This could start as a separate repository (pydoll-serve) and evolve independently, but integrating a CLI hook into Pydoll keeps the DX simple.
As far as I can tell, this feature is a bit more elaborate than that.
The power of pydoll is not just in scraping a single web page, but managing a full context. If you just pull direct web urls (by parsing result HTML pages) you're still not behaving like a human.
I'm suspect that in order to make this worthwhile one will need to interact with a page using the framework, i.e. click on links instead of parsing URLs from HTML. This means an API will need to maintain a session, etc...

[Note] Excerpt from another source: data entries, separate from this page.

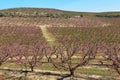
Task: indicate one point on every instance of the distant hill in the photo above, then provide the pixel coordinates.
(54, 13)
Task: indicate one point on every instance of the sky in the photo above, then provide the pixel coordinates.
(70, 5)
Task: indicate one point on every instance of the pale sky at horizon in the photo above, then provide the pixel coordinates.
(71, 5)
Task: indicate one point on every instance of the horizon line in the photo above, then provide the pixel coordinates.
(62, 9)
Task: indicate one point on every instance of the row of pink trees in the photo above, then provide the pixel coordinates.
(67, 54)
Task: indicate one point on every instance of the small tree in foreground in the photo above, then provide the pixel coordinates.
(71, 55)
(112, 54)
(31, 55)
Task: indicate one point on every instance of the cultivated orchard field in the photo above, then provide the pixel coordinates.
(45, 48)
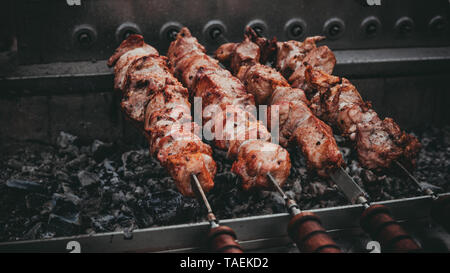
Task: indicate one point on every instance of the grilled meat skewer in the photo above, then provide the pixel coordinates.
(298, 125)
(336, 101)
(156, 102)
(225, 100)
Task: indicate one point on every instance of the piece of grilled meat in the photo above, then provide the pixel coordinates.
(336, 101)
(297, 124)
(156, 102)
(224, 101)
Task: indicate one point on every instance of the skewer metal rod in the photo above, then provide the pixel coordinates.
(211, 217)
(290, 204)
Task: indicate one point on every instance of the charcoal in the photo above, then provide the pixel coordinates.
(163, 206)
(71, 191)
(62, 176)
(101, 150)
(14, 164)
(65, 203)
(64, 226)
(369, 176)
(87, 178)
(34, 232)
(35, 200)
(64, 140)
(25, 185)
(103, 223)
(79, 162)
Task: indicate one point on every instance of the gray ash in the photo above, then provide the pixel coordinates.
(76, 188)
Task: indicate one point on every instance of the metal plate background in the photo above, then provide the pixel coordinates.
(44, 27)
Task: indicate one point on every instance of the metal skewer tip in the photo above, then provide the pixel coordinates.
(290, 204)
(211, 217)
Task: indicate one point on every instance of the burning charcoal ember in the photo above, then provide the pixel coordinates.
(25, 185)
(87, 178)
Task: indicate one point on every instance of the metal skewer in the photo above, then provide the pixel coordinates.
(220, 238)
(375, 219)
(305, 228)
(211, 217)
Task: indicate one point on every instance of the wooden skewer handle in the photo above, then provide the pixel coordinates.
(378, 222)
(306, 230)
(440, 211)
(222, 239)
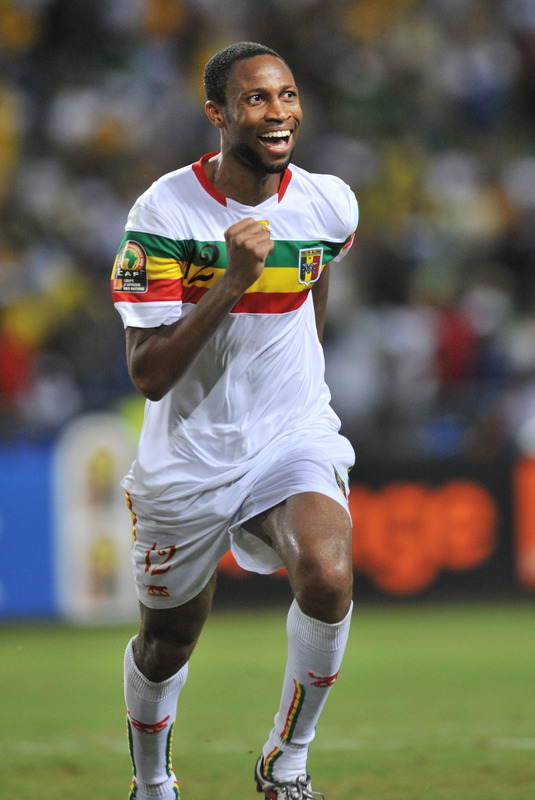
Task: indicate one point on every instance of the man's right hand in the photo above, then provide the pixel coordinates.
(248, 245)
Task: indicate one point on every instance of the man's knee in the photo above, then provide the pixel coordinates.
(167, 637)
(324, 589)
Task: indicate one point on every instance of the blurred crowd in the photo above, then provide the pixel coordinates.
(425, 107)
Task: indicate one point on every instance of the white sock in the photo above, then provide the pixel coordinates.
(315, 651)
(151, 712)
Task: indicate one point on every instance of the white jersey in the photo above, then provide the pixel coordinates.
(261, 376)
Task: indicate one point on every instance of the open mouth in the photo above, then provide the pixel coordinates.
(276, 141)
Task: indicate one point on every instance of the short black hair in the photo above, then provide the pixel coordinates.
(217, 70)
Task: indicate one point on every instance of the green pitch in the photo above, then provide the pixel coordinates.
(432, 703)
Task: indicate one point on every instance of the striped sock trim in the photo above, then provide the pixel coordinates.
(293, 712)
(270, 761)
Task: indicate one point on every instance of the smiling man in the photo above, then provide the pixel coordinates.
(221, 281)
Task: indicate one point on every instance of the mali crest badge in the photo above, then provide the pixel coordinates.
(310, 265)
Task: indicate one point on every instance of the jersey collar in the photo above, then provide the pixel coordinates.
(202, 177)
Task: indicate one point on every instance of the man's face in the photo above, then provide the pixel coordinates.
(262, 114)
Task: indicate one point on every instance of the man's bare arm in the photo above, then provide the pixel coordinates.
(158, 357)
(320, 291)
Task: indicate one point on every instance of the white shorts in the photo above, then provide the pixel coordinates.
(178, 545)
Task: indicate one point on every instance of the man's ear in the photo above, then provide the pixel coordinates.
(215, 113)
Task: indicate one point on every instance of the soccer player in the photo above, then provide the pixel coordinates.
(221, 282)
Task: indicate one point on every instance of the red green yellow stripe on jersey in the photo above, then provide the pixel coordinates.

Yeah, this is just an initial idea, y'know. I need to think better about it hehe But if you have suggestions, feel free to comment here, it would be really useful
Yeah, this is just an initial idea, y'know. I need to think better about it hehe
Of course.
But if you have suggestions, feel free to comment here, it would be really useful
I forked and made a WIP branch, can be seen at nirizr/pydoll/ .
This is untested and very incomplete initial attempt to tackle web service API functionality. I made this to start getting comments before I put too much into it, so feel free to speak your mind :)
If preferred, I can split most functionality to one of the following:
- keep as part of this project, as an optional installation flag
- Move to a different repository as a plugin
- Create a package that depends on pydoll and simply imports it (
pydoll-apior something)
It's currently not tested at all so if I were you I wouldn't bother trying it yourself. I will test it in the upcoming days hopefully, planning to actually use it in the near future.
I've tested it a bit and it's currently running (and includes docker compose file for easy setup).
The API structure is simple and doesn't support more complex logic but is a good start I think.
I neglected this a bit because I couldn't get pydoll undetected on the website that I'm interested in scraping...